Eligibility criteria

• Inclusion Criteria:
• • At least 18 years of age.
• • Histologically or cytologically confirmed advanced solid tumors
• • Arm #1 (Monotherapy): HRAS-mutant and/or amplified tumors (any solid tumor type); HRAS overexpression (only for HNSCC tumors); KRAS and/or NRAS, and/or HRAS-mutant and/or amplified NSCLC or CRC; KRAS-mutant and/or amplified PDAC
• • Arm #2 (Combination): Must have received at least 1 prior systemic therapy with IO-based treatment for locally advanced or metastatic RCC
• • Arm #3 (Combination): Must have KRAS G12C-mutant locally advanced or metastatic NSCLC, CRC, or PDAC and have received at least 1 prior systemic therapy for advanced or metastatic disease
• • Measurable disease by Response Evaluation Criteria in Solid Tumors (RECIST) v1.1.
• • Karnofsky Performance Status of 70 or higher with no clinically significant deterioration over the previous 2 weeks.
• • Acceptable liver, renal, endocrine, and hematologic function.
• • Other protocol-defined inclusion criteria may apply.
• Exclusion Criteria:
• • Ongoing treatment with certain anticancer agents.
• • Prior treatment with an FTI or HRAS inhibitor.
• • Major surgery, other than local procedures, within 28 days prior to Cycle 1 Day 1, without complete recovery.
• • Spinal cord compression, leptomeningeal disease, or clinically active CNS metastases.
• • Toxicity (excluding alopecia) from prior therapy that has not been completely resolved to baseline at the time of consent.

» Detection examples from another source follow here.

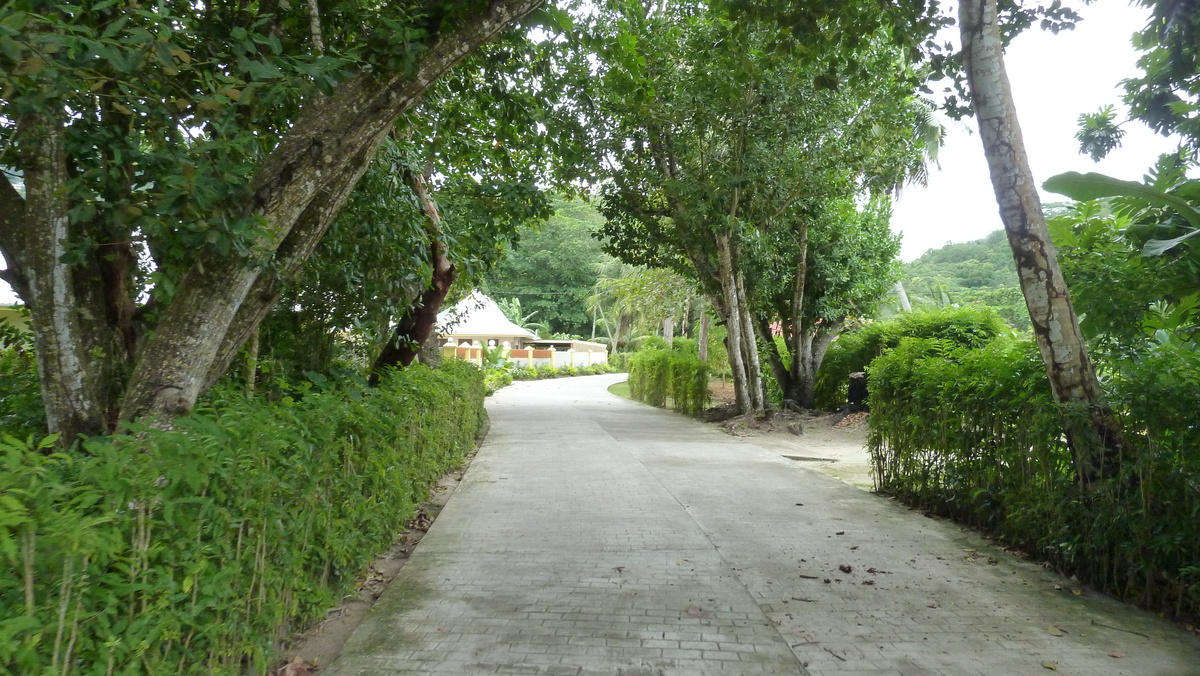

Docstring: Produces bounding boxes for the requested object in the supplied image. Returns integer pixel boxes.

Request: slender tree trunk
[716,233,754,413]
[799,321,845,408]
[371,173,458,385]
[755,318,796,406]
[734,270,767,414]
[108,0,541,419]
[893,280,912,312]
[15,116,125,445]
[959,0,1123,484]
[246,330,262,396]
[784,220,809,389]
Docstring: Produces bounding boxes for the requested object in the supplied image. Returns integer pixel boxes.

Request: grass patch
[608,381,634,399]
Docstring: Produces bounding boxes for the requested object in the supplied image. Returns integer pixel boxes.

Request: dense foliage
[484,199,612,337]
[0,361,484,675]
[870,337,1200,617]
[816,306,1009,411]
[901,231,1030,330]
[629,339,708,415]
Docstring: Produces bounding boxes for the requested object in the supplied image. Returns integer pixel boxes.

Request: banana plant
[1043,172,1200,256]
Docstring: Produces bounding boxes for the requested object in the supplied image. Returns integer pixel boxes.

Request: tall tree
[0,0,540,439]
[595,6,916,412]
[959,0,1122,483]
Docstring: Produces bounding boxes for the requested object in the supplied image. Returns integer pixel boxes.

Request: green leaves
[1044,172,1200,256]
[0,361,484,675]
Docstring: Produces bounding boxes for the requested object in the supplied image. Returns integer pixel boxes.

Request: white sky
[0,0,1176,304]
[892,0,1177,261]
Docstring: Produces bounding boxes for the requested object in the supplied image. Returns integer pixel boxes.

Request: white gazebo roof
[438,291,538,339]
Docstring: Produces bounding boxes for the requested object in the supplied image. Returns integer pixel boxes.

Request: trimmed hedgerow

• • Active or prior documented autoimmune or inflammatory disorders within the past 5 years prior to Cycle 1 Day 1 (with exceptions).
• • Active, uncontrolled bacterial, viral, or fungal infections requiring systemic therapy.
• • Inability to swallow, impairment of gastrointestinal (GI) function or GI disease that may significantly alter the absorption of the trial drugs.
• • Inadequate cardiac and/or vascular function, including receipt of treatment for unstable angina, myocardial infarction, and/or cerebro-vascular attack within the prior 6 months, mean QTcF ≥470 ms, or Class II or greater congestive heart failure.
• • Other invasive malignancy within 2 years.
• • Other protocol-defined exclusion criteria may apply.